Adonis - a former adviser to Tony Blair when he was British Prime Minister - said Derry is the only place of its prominence that doesn’t have a higher education institution with its main campus in the city.

A decision 50 years ago by the unionist regime in the North to locate a second ‘Ulster University’ in Coleraine, rather than Derry, has long been seen as an attempt to deprive the nationalist community west of the Bann with access to higher education.
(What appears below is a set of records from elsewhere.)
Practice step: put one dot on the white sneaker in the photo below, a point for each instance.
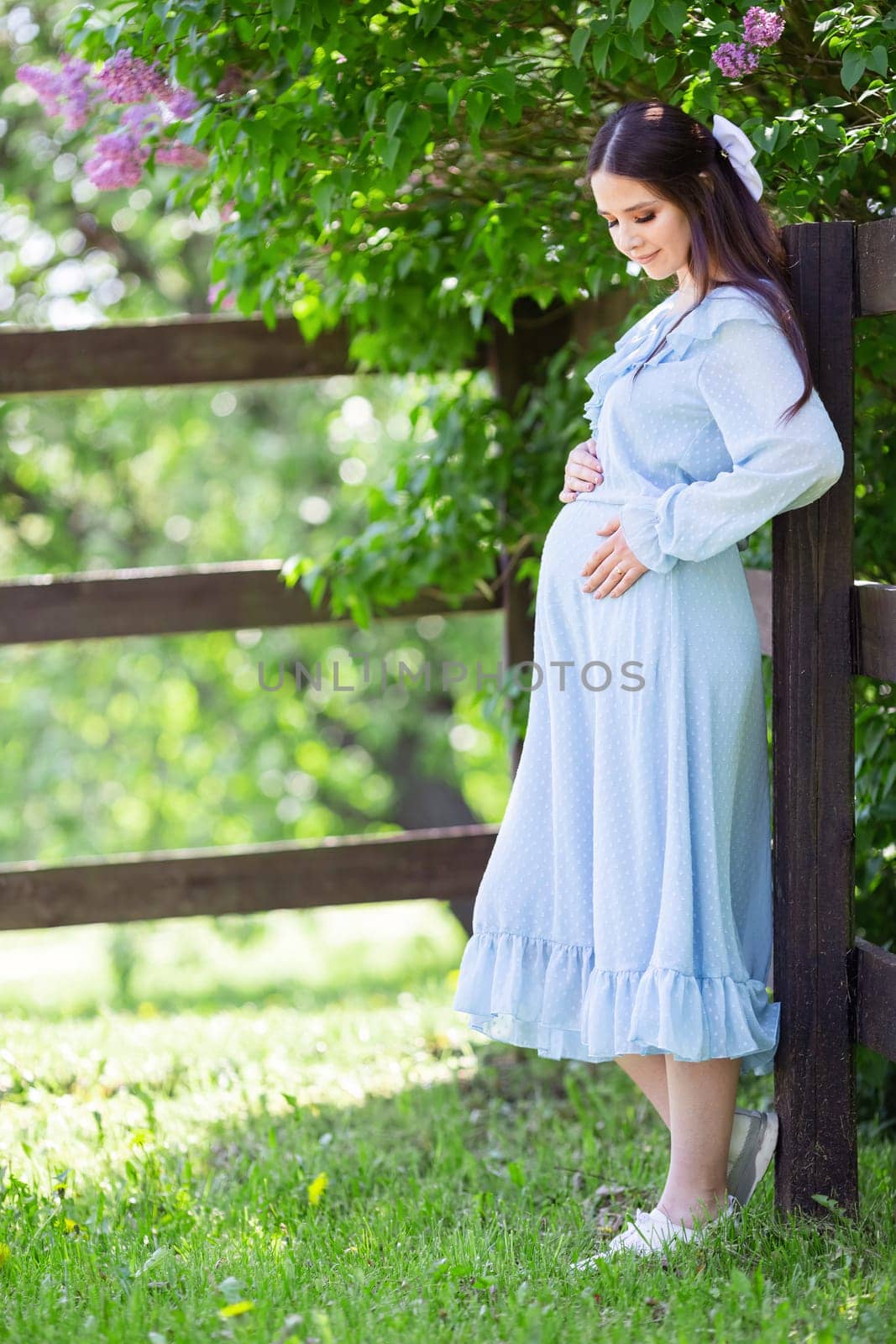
(754, 1137)
(653, 1230)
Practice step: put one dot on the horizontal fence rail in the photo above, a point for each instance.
(249, 595)
(177, 351)
(439, 864)
(445, 864)
(237, 596)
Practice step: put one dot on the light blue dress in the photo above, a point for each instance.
(626, 904)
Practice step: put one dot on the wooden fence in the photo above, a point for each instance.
(835, 990)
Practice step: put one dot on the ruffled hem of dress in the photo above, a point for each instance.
(551, 998)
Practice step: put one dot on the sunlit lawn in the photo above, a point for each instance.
(300, 1140)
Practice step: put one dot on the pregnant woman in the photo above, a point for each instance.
(625, 911)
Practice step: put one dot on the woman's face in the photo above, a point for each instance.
(644, 226)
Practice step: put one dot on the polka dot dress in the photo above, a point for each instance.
(626, 904)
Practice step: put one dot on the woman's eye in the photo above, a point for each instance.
(645, 221)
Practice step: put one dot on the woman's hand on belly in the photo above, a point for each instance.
(584, 470)
(610, 557)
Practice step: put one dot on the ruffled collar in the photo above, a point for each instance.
(699, 323)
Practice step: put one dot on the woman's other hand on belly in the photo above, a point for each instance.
(584, 470)
(614, 568)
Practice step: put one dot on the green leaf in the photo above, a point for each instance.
(394, 118)
(852, 67)
(638, 13)
(578, 44)
(876, 58)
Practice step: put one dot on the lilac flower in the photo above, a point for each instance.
(118, 160)
(127, 78)
(181, 102)
(735, 60)
(763, 27)
(176, 152)
(65, 93)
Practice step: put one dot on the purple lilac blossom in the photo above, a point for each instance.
(65, 93)
(763, 27)
(176, 152)
(181, 102)
(118, 160)
(128, 78)
(735, 60)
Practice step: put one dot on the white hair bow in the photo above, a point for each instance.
(741, 151)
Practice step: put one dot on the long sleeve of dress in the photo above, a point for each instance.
(748, 375)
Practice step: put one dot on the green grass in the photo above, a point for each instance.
(355, 1166)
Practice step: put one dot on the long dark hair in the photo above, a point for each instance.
(664, 148)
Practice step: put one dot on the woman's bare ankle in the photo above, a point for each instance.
(689, 1207)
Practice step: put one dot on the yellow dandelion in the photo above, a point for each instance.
(235, 1310)
(317, 1189)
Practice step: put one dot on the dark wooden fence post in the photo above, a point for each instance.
(813, 768)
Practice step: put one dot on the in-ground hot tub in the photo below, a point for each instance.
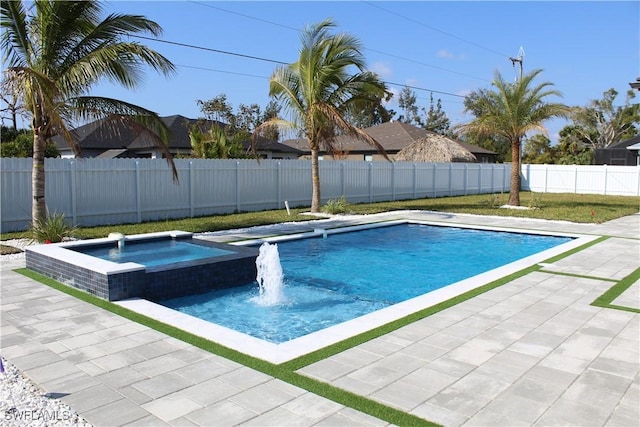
(151, 266)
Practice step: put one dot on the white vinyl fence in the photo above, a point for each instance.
(116, 191)
(599, 179)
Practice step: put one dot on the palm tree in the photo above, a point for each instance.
(318, 91)
(509, 112)
(56, 51)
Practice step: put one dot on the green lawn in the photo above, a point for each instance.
(582, 208)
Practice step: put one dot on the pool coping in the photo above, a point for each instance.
(284, 352)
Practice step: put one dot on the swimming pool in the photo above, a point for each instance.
(346, 275)
(286, 351)
(151, 253)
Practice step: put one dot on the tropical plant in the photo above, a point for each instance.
(55, 52)
(601, 123)
(53, 228)
(336, 206)
(318, 91)
(509, 112)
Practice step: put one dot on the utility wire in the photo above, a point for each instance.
(257, 58)
(267, 60)
(434, 29)
(372, 50)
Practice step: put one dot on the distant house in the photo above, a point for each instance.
(624, 153)
(102, 139)
(393, 136)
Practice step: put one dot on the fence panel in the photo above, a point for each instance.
(114, 191)
(596, 179)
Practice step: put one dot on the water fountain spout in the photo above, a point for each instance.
(270, 277)
(119, 237)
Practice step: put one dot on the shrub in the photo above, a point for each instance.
(52, 229)
(334, 207)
Although this is still denied by some unionists, it has strong parallels in the area of public transport and other government services.

A sub-campus of the university in Derry has failed to receive essential funding and support, and has seen its numbers decline in recent years.

“It is high time that the young people of Northern Ireland are given the chance to pursue higher education in this great city,” Mr Adonis said.

He said Derry continues to lose out because of the historical decision to base the headquarters of Ulster University in Coleraine following the Lockwood Report in the 1960s, “particularly since this was made in the context of deep sectarianism that the young people of northern Ireland do not recognise today and should not continue to suffer from.”

Garbhan Downey from the Derry University lobby group welcomed Adonis’s intervention, describing it as “highly significant”.

He said: “We met with the Labour Party here in Derry three weeks ago and they were very engaged and were keen to help Derry establish its own independent university. They understood the levels of alienation that the city had felt and the historic inequity and they went back and asked questions about this in Parliament, which was great.

“But this move by Lord Adonis is highly significant because I don’t think this has been raised in such a forum before. I think an independent university for Derry is the only realistic option to providing higher education. Magee expansion under Ulster University has completely failed and it is now impossible because they showed us.”

He said that at the time of the Good Friday Agreement “there was hope for the expansion of Magee but instead all the money went to Belfast” and the multimillion-pound development of a new campus there, while “Derry’s case was completely ignored”.

He added: “I don’t think Stormont has ever delivered for Derry”.